The $52.7 billion fiscal year 2023 budget that Michlewitz co-authored represents a spending increase of more than $5 billion or nearly 11 percent compared to the $47.6 billion annual budget passed for the previous year.

August Collections Build on Record Tax Haul

The Department of Revenue collected more than $2.6 billion in taxes last month, an increase of $108 million or 4.3 percent over actual collections in August 2021 as fiscal year 2023 continued its strong start for the state’s coffers.

Through two months of fiscal year 2023, DOR has collected just more than $5 billion, and Massachusetts is running about $250 million or more than 5 percent ahead of the fiscal year 2022 tax collection pace that led to a multibillion-dollar surplus.  Last week, DOR reported to Auditor Suzanne Bump that it believes $2.94 billion from fiscal 2022 tax collections will be required to be returned to taxpayers under the Chapter 62F revenue cap law.

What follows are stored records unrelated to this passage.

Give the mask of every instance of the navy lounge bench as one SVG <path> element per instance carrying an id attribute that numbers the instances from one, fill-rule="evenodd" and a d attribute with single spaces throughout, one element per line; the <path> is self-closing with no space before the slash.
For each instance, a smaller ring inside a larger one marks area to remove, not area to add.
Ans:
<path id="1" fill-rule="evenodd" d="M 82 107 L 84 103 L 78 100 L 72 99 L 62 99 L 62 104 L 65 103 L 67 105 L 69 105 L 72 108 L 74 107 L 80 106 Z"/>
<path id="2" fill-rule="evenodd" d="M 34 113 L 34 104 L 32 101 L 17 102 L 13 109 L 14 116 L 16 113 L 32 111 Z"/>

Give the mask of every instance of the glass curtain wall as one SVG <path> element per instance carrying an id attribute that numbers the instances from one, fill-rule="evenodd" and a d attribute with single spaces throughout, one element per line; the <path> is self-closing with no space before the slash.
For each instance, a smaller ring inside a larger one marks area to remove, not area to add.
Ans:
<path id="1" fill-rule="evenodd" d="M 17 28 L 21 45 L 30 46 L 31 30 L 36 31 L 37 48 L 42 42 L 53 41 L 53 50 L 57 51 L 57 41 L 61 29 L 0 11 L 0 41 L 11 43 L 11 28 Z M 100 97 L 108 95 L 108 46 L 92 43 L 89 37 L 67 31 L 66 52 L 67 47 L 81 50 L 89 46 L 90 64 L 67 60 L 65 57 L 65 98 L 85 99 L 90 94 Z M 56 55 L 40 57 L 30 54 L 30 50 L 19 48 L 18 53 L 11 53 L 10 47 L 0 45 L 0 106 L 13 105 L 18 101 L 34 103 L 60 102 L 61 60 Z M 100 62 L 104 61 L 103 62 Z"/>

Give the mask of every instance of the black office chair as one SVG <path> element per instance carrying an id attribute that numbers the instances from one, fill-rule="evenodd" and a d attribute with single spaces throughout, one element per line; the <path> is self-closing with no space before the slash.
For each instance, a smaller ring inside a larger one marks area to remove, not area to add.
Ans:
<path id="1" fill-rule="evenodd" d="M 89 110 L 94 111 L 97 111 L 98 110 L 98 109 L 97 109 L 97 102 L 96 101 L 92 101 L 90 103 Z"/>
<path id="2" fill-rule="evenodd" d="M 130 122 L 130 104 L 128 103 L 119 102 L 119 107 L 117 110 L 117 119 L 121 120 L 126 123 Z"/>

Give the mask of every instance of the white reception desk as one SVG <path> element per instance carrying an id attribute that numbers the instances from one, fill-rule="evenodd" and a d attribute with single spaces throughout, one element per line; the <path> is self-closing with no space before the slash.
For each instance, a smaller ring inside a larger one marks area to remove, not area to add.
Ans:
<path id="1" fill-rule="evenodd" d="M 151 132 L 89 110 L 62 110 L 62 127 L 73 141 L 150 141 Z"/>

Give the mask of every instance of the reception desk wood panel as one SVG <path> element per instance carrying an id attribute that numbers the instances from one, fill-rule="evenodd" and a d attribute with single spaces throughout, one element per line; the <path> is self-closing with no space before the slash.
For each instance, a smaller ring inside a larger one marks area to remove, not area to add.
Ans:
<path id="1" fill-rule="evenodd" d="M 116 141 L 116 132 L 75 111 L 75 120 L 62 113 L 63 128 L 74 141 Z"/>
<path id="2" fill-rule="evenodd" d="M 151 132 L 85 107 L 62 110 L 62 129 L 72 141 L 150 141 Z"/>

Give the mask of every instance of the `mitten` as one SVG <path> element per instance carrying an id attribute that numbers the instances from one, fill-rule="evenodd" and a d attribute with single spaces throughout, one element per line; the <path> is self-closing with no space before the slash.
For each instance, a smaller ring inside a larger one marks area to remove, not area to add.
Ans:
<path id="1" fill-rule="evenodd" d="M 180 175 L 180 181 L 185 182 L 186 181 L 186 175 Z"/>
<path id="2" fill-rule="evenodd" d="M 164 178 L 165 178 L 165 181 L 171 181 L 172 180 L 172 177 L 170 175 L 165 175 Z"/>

August is generally one of the least significant months for state tax receipts (average of 6.7 percent of annual revenue) and DOR cautioned against drawing conclusions based on the monthly results.  But so far, the continued strong pace of tax collections makes fiscal year 2023 appear likely to generate more than the $39.576 billion revenue expectation that the administration and lawmakers agreed to bake into the annual budget.